Matt and Kim
First Ave., Minneapolis
Wednesday, November 7, 2012
Matt and Kim is a simple name and simple setup, with just Matt Johnson on keys and vocals and Kim Schifino on drums, but the duo's show is anything but simple. With an elaborate back screen, flashing lights, balloons, and confetti, a Matt and Kim show is the perfect place for a kid with ADD to hang out on a Wednesday night. With a full floor at First Ave., the Brooklyn duo came out dancing to the stage with more energy than 20 Red Bulls could ever provide.
Kim Schifino has a penchant for standing on her bass drum and did so quite often, and each time urging the crowd into a jumping frenzy with her larger-than-life smile. Honestly, that girl has the whitest teeth that can be seen at the back of the room. Proving that Minneapolis can move, the two shared songs from the new album Lightning mixed into older favorites. Much of the songs have the standard verse/chorus structure with much of the chorus being very repetitive in nature, evidenced in "It's Alright," a fun piece that was written for the dance floor.
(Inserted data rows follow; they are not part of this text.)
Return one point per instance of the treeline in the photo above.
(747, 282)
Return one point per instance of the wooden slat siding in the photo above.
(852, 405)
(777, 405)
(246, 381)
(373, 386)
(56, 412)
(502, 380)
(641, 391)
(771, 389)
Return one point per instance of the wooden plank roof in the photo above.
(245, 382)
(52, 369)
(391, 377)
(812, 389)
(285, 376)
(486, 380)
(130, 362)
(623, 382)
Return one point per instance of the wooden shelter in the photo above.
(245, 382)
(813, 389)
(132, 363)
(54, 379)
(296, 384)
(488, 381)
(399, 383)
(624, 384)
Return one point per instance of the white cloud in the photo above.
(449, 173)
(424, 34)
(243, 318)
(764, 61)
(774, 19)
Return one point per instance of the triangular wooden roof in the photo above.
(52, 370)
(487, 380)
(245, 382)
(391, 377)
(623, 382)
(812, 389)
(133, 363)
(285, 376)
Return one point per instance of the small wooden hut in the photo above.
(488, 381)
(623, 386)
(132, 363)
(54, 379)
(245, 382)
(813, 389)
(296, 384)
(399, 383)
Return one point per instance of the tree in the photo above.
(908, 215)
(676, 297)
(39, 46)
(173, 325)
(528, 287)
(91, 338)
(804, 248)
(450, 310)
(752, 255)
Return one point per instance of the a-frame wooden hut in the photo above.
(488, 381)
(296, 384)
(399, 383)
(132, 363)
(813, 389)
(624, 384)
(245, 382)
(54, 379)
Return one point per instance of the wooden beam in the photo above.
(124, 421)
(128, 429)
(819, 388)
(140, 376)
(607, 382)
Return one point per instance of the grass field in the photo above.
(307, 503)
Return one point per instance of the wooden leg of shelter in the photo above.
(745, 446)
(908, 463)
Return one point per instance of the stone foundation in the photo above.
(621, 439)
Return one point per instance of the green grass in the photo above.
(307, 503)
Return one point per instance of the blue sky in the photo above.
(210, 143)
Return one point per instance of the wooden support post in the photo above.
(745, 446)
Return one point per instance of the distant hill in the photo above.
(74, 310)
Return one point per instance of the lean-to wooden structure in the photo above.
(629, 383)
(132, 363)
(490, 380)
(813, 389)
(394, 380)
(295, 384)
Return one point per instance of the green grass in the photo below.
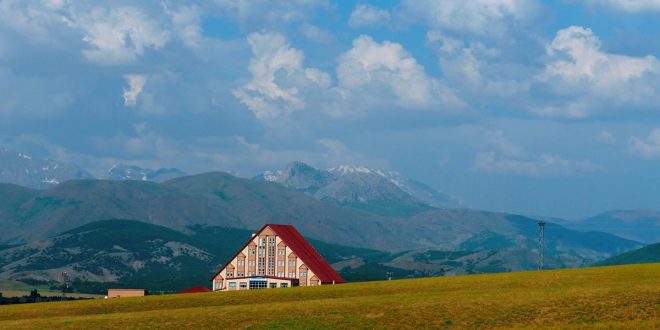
(626, 297)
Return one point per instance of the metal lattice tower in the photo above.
(65, 283)
(541, 243)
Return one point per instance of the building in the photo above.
(123, 293)
(196, 289)
(277, 256)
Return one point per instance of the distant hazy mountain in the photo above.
(128, 172)
(419, 190)
(638, 225)
(21, 169)
(387, 193)
(126, 253)
(219, 199)
(647, 254)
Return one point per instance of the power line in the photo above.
(541, 224)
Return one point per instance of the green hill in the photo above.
(647, 254)
(623, 297)
(126, 253)
(222, 200)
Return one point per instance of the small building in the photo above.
(123, 293)
(196, 289)
(277, 256)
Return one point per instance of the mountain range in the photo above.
(38, 173)
(386, 193)
(379, 221)
(638, 225)
(24, 170)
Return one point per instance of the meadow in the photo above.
(626, 297)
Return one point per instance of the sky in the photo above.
(548, 108)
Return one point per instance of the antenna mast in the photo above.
(541, 243)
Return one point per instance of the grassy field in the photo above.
(602, 297)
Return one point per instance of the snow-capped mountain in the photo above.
(129, 172)
(384, 191)
(22, 169)
(415, 188)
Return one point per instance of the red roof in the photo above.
(307, 253)
(196, 289)
(303, 250)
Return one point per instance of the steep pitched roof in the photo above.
(302, 249)
(307, 253)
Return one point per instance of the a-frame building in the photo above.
(277, 256)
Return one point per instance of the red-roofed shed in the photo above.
(196, 289)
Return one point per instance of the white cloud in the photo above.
(475, 71)
(632, 6)
(507, 158)
(385, 73)
(369, 75)
(186, 21)
(585, 80)
(278, 75)
(119, 35)
(266, 13)
(606, 137)
(135, 84)
(368, 15)
(646, 148)
(479, 17)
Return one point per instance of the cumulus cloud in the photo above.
(368, 15)
(648, 147)
(278, 75)
(119, 35)
(583, 80)
(632, 6)
(477, 17)
(504, 157)
(369, 75)
(135, 84)
(385, 73)
(186, 21)
(264, 13)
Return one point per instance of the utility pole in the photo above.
(65, 284)
(541, 243)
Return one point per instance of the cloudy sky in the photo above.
(536, 107)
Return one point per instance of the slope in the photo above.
(647, 254)
(625, 297)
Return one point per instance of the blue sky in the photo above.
(536, 107)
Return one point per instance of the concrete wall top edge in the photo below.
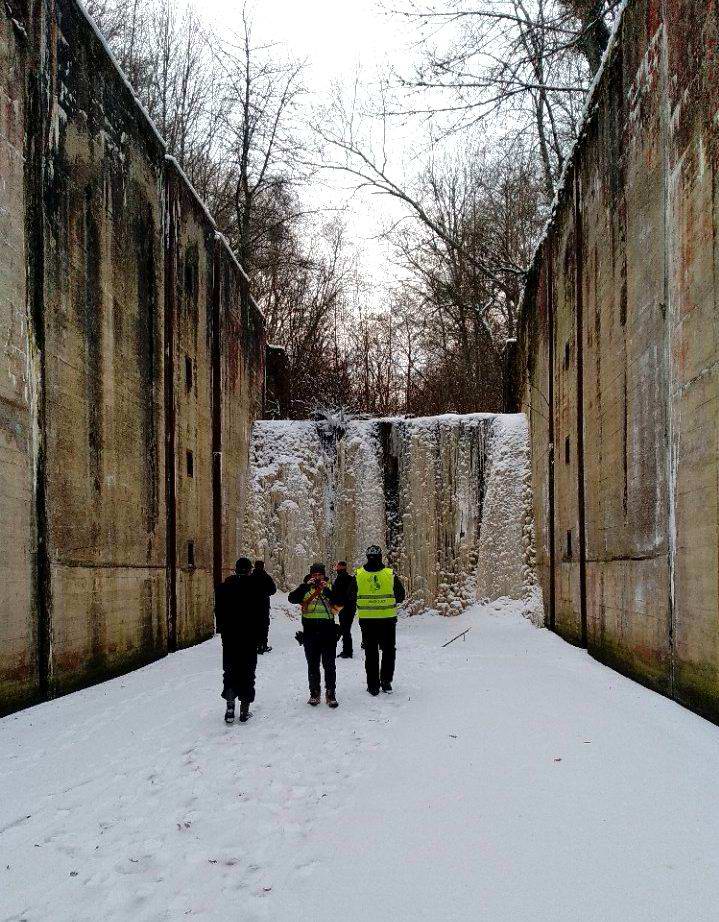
(169, 159)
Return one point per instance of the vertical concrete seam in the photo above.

If Kim like to stand on her drums, Matt certainly likes to move also, playing to the crowd and fascinating when he jumps the two and half feet to stand on his piano stool. When he introduced Kim to the audience, she grabbed her mic and warned the crowd, "I see a lot of young kids in the crowd tonight. Parents, I just want to warn you, every time you see me grab my mic, you're going to need to earmuff your kids, cause they're going to learn a lot of new shit." That they did. Despite the all ages show, the band never once censored themselves, often adding in dirty jokes and colorful language, but the crowd, which was comprised mainly of teenagers on the cusp of growing into adulthood, was begging for more.
Outside of their own pieces, Matt and Kim like to throw in covers and intros that integrate pop and rap songs that draw in the casual fan that may be there for a friend. The band again and again asked the crowd for favors, a lot of times to ask them to sing along loud enough for Omaha, where they were last night, to hear or to blow up balloons that they threw into the crowd for the party vibe. As the two got into the festive "Tonight," someone tried to hand Kim a condom, to which she claimed she didn't need one.
Humanitarians before musicians, Kim urged the audience to stop by the merch table and look into adopting an animal from a local shelter that they had contacted especially for the show before breaking into their next song. Slowing the show down for a bit, Matt was left to play "Turn This Boat Around" by himself, while Kim roamed the stage breaking balloons between her thighs of steel.
Matt is a natural storyteller and shared a story of their time in Toronto when during their show, the venue was hit by lightning, fitting for the new album title. As tradition for each show, Kim made her way out into the crowd, "hard and up the center" as Matt put it, to dance on the crowd's hands. Johnson often threw goodies out to the crowd like confetti sticks and tshirts, of which he shared, "A woman got taken away in a police car last night, cause she bit someone fighting for a T-shirt." Kim joined in the banter with, "When I was out in the crowd, someone got real excited, cause it smells like fart right around that area -- and it wasn't me."
With that kind of fun-loving nature that the band embodies, it's no wonder that kids love them and want to be them. Leading into their one song encore, the band said that their show at First Ave. has been the biggest exponential increase of people at a headlining show. Before their last song, Matt asked the crowd for one last favor, to out their hands in the air for "Good For Great," a song title that reflects the arc of the band's musical career.
Critic's bias: I attended the Blink-182 show in St. Paul last year but was not able to catch Matt and Kim's set. I was pleasantly surprised by the energy of the band, although did notice the mistakes Matt made at the keyboards, something that may be covered up in a full band.
The crowd: Teenage hipsters, parents, and young kids. I spotted two boys that may have been as young as seven.
Overheard in the crowd: About Matt's story of the woman getting taken away for biting someone: "Zombies."
Random notebook dump: The band had an affinity to say "Minneapolis" after everything they said. I often question the sincerity of musicians when they say a city's name too often, as if saying it will validate the band's love for the town.